Tuesday, April 06, 2004

Rats with Wings

This morning my department had an all staff breakfast meeting at the local health food restaurant. I had the avocado, tomato, artichoke heart, and cheese omelet - minus the sprouts. They put sprouts in everything. The last and only time I was there, they put sprouts in my burrito. And this is southern California! This is the home of good burritos. It's like putting sprouts in lasagna! It's a freaking sacrilege.

The breakfast meeting confirmed more of the same. Massive budget cuts to our division, sixty percent over three years, never to be overturned. Layoffs and nasty fiscal times ahead. Our department should be all right for now. We've been fundraising. Working our asses off. But you never know. A co-worker next to me whispered, "Who'll be the last rat on the ship?" or something like that.

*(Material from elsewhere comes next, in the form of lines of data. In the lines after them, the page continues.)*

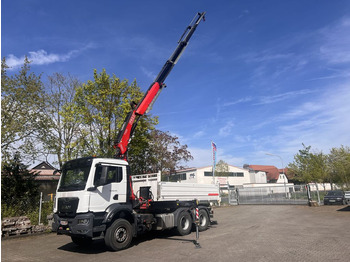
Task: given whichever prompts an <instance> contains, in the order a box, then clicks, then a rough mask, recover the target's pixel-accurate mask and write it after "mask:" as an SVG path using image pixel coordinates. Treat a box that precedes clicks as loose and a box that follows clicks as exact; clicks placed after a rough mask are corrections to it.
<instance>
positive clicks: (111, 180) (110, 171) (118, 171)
mask: <svg viewBox="0 0 350 262" xmlns="http://www.w3.org/2000/svg"><path fill="white" fill-rule="evenodd" d="M122 180H123V169H122V167H120V166H103V165H98V166H97V167H96V171H95V177H94V185H95V186H102V185H106V184H110V183H119V182H121V181H122Z"/></svg>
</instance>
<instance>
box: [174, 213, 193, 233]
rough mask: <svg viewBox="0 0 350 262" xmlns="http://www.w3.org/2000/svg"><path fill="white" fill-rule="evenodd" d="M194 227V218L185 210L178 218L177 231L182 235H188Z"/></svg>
mask: <svg viewBox="0 0 350 262" xmlns="http://www.w3.org/2000/svg"><path fill="white" fill-rule="evenodd" d="M191 229H192V218H191V215H190V214H189V213H188V212H186V211H183V212H181V213H180V215H179V217H178V219H177V232H178V233H179V234H180V235H181V236H184V235H188V234H189V233H190V232H191Z"/></svg>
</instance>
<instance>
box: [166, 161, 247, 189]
mask: <svg viewBox="0 0 350 262" xmlns="http://www.w3.org/2000/svg"><path fill="white" fill-rule="evenodd" d="M171 177H172V178H175V180H173V181H179V182H181V183H198V184H212V183H215V184H217V183H219V184H220V185H227V184H230V185H235V186H238V185H243V184H245V183H250V175H249V172H248V170H246V169H243V168H239V167H236V166H232V165H228V172H226V174H224V175H223V176H214V177H213V167H212V166H207V167H200V168H187V169H182V170H177V171H176V174H175V175H171Z"/></svg>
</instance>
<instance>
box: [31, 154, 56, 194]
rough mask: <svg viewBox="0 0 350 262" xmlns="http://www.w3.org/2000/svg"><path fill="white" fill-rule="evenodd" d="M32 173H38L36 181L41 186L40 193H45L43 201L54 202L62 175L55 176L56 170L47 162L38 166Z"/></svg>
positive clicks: (41, 162)
mask: <svg viewBox="0 0 350 262" xmlns="http://www.w3.org/2000/svg"><path fill="white" fill-rule="evenodd" d="M30 171H31V172H35V173H38V175H37V176H36V177H35V180H36V181H37V182H38V184H39V191H40V192H42V193H43V200H44V201H49V200H53V197H54V195H55V194H56V188H57V185H58V180H59V179H60V173H57V174H54V171H55V168H54V167H53V166H52V165H50V164H49V163H48V162H46V161H44V162H41V163H40V164H38V165H36V166H35V167H33V168H32V169H31V170H30Z"/></svg>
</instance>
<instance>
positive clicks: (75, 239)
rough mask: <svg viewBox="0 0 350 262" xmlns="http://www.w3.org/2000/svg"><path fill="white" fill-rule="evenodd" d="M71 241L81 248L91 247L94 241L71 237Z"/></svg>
mask: <svg viewBox="0 0 350 262" xmlns="http://www.w3.org/2000/svg"><path fill="white" fill-rule="evenodd" d="M71 239H72V241H73V243H74V244H76V245H78V246H80V247H86V246H89V245H91V243H92V239H91V238H89V237H75V236H71Z"/></svg>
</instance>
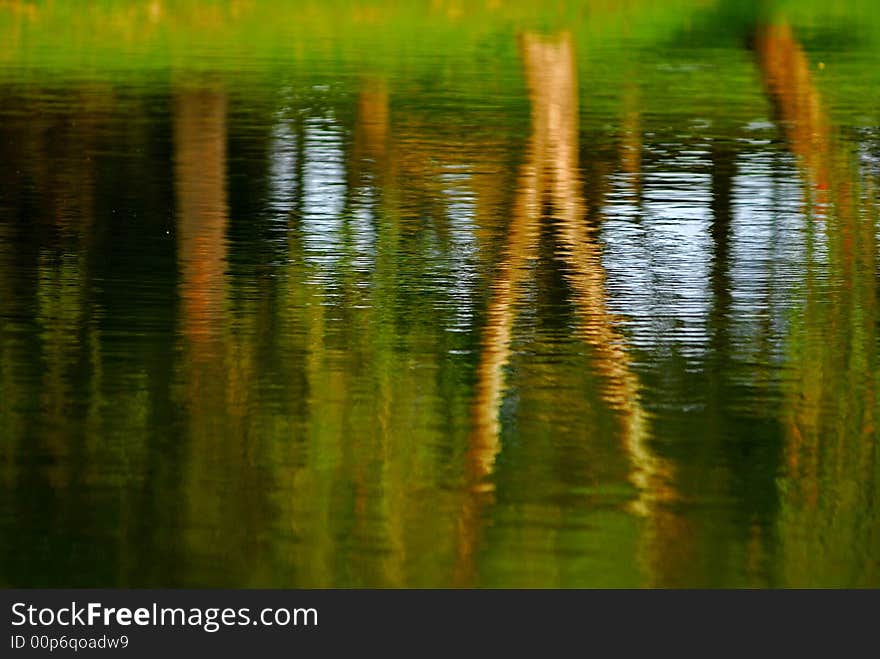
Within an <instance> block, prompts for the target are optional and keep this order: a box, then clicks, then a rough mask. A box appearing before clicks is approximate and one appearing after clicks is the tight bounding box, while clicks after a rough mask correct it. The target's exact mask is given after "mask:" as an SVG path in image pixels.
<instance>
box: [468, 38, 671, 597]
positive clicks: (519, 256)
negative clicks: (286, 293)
mask: <svg viewBox="0 0 880 659" xmlns="http://www.w3.org/2000/svg"><path fill="white" fill-rule="evenodd" d="M520 51H521V55H522V58H523V63H524V69H525V77H526V82H527V87H528V92H529V99H530V101H531V106H532V110H531V123H532V134H531V138H530V141H529V146H528V149H527V152H526V158H525V162H524V164H523V166H522V168H521V170H520V176H519V184H518V193H517V197H516V199H515V202H514V207H513V217H512V219H511V225H510V228H509V230H508V236H507V245H506V250H505V252H504V256H503V260H502V262H501V265H500V267H499V270H498V274H497V275H496V278H495V281H494V282H493V284H492V298H491V300H490V303H489V308H488V312H487V326H486V328H485V331H484V335H483V345H482V360H481V362H480V364H479V366H478V371H477V376H478V379H477V384H476V390H475V395H474V404H473V408H472V423H473V430H472V432H471V435H470V441H469V446H468V451H467V481H468V485H469V491H470V495H469V496H468V497H467V498H466V500H465V504H464V506H463V510H462V513H461V517H460V524H459V526H460V528H459V543H458V561H457V566H456V579H457V582H458V583H459V584H465V583H470V582H471V581H472V580H473V578H474V572H475V566H474V560H475V552H476V545H477V542H478V539H479V533H480V525H481V517H482V515H483V509H484V507H485V506H486V505H488V504H489V503H490V502H491V498H492V493H491V490H492V488H491V485H490V483H489V478H490V477H491V475H492V471H493V465H494V462H495V459H496V457H497V455H498V453H499V451H500V448H501V447H500V442H499V434H500V420H499V411H500V407H501V403H502V399H503V396H504V369H505V367H506V365H507V364H508V362H509V360H510V351H511V348H510V345H511V335H512V330H513V323H514V320H515V314H516V302H517V293H518V288H519V287H520V285H521V284H522V282H523V280H524V279H525V277H526V276H527V275H528V262H529V261H530V260H532V259H534V258H537V251H538V250H537V242H538V234H539V227H540V222H541V219H542V209H543V206H544V204H545V203H549V204H550V206H551V208H552V213H553V215H554V220H555V225H556V227H557V232H556V235H557V240H558V244H557V255H558V258H559V259H560V260H561V262H562V263H563V265H564V269H565V276H566V279H567V280H568V282H569V285H570V286H571V287H572V289H573V292H574V294H573V300H572V301H573V303H574V305H575V308H576V313H577V315H578V318H579V330H578V332H579V335H580V337H581V338H582V339H583V340H584V342H585V343H587V344H588V345H589V346H590V347H591V348H592V349H593V356H594V357H593V358H594V360H595V364H596V367H597V369H598V370H599V371H600V372H601V373H602V375H603V376H604V393H603V396H604V398H605V400H606V401H607V402H608V403H609V404H610V405H611V406H612V407H613V408H614V409H616V410H617V411H618V412H619V414H620V417H621V421H622V443H623V448H624V450H625V452H626V454H627V456H628V458H629V460H630V464H631V472H630V481H631V482H632V484H633V485H634V486H635V487H636V489H637V491H638V497H637V500H636V501H635V502H634V503H633V507H632V508H633V511H634V512H635V513H637V514H639V515H645V514H650V508H651V505H652V502H654V501H656V500H657V499H661V498H662V499H669V498H672V496H673V492H672V490H671V487H670V485H669V483H670V479H671V475H670V468H669V466H668V465H667V464H666V463H665V462H664V461H662V460H661V459H659V458H657V457H656V456H654V455H653V454H652V452H651V451H650V449H649V448H648V447H647V445H646V442H647V419H646V416H645V412H644V410H643V409H642V407H641V405H640V403H639V383H638V378H637V376H636V375H635V373H633V371H632V368H631V362H630V357H629V353H628V350H627V347H626V339H625V337H624V336H623V335H622V334H620V332H619V331H618V329H617V328H616V326H615V319H614V318H613V316H612V315H611V313H610V312H609V311H608V308H607V303H606V299H607V291H606V289H605V272H604V269H603V266H602V262H601V247H600V245H599V242H598V240H597V237H596V235H595V232H594V231H593V230H591V229H590V228H589V227H588V226H587V223H586V210H587V209H586V203H585V201H584V190H583V184H582V182H581V177H580V172H579V166H578V146H579V140H578V90H577V71H576V61H575V51H574V45H573V42H572V38H571V35H570V34H568V33H562V34H558V35H555V36H553V37H549V38H548V37H543V36H539V35H536V34H525V35H523V37H522V39H521V42H520ZM632 121H633V119H632V117H629V118H628V122H629V123H630V124H631V123H632ZM628 157H629V158H632V155H631V154H629V155H628ZM627 164H628V165H629V166H633V162H632V161H631V160H630V161H629V162H628V163H627Z"/></svg>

On the way from the parking structure to my office, I noticed a speck of something on the ground. Looking closer, I saw it was a bird, a dead, baby bird. It was still intact. Fuzz around its tiny head and beak, chin against the pavement, fetal wings curled around its body … I should have moved him to the bushes. But I didn't. It didn't register what it was until I was past, far past. And I was too much of a coward to touch it. When I walked back later, the body had been crushed. Probably by a boot. Or a pair of Uggs attached to a young lady in a mini-skirt, scarf wrapped around her neck. Except it was a warm day, and the culprit probably was wearing sandals.

In other news, I went to the ballet this evening. A last minute decision. Not just to avoid the ten pages of one-act due Sunday, but also to see if a person I'd sold a ticket to was in fact a celebrity as his name suggested. And he was. That's about it. I didn't speak to him. I just watched the ballet. Scout's honor. And maybe I sat myself next to him. Because I could. I'm sure Lincoln said it best: What good is power if you don't abuse it.

Now it's time to eat the last brownie. I hid it in the microwave.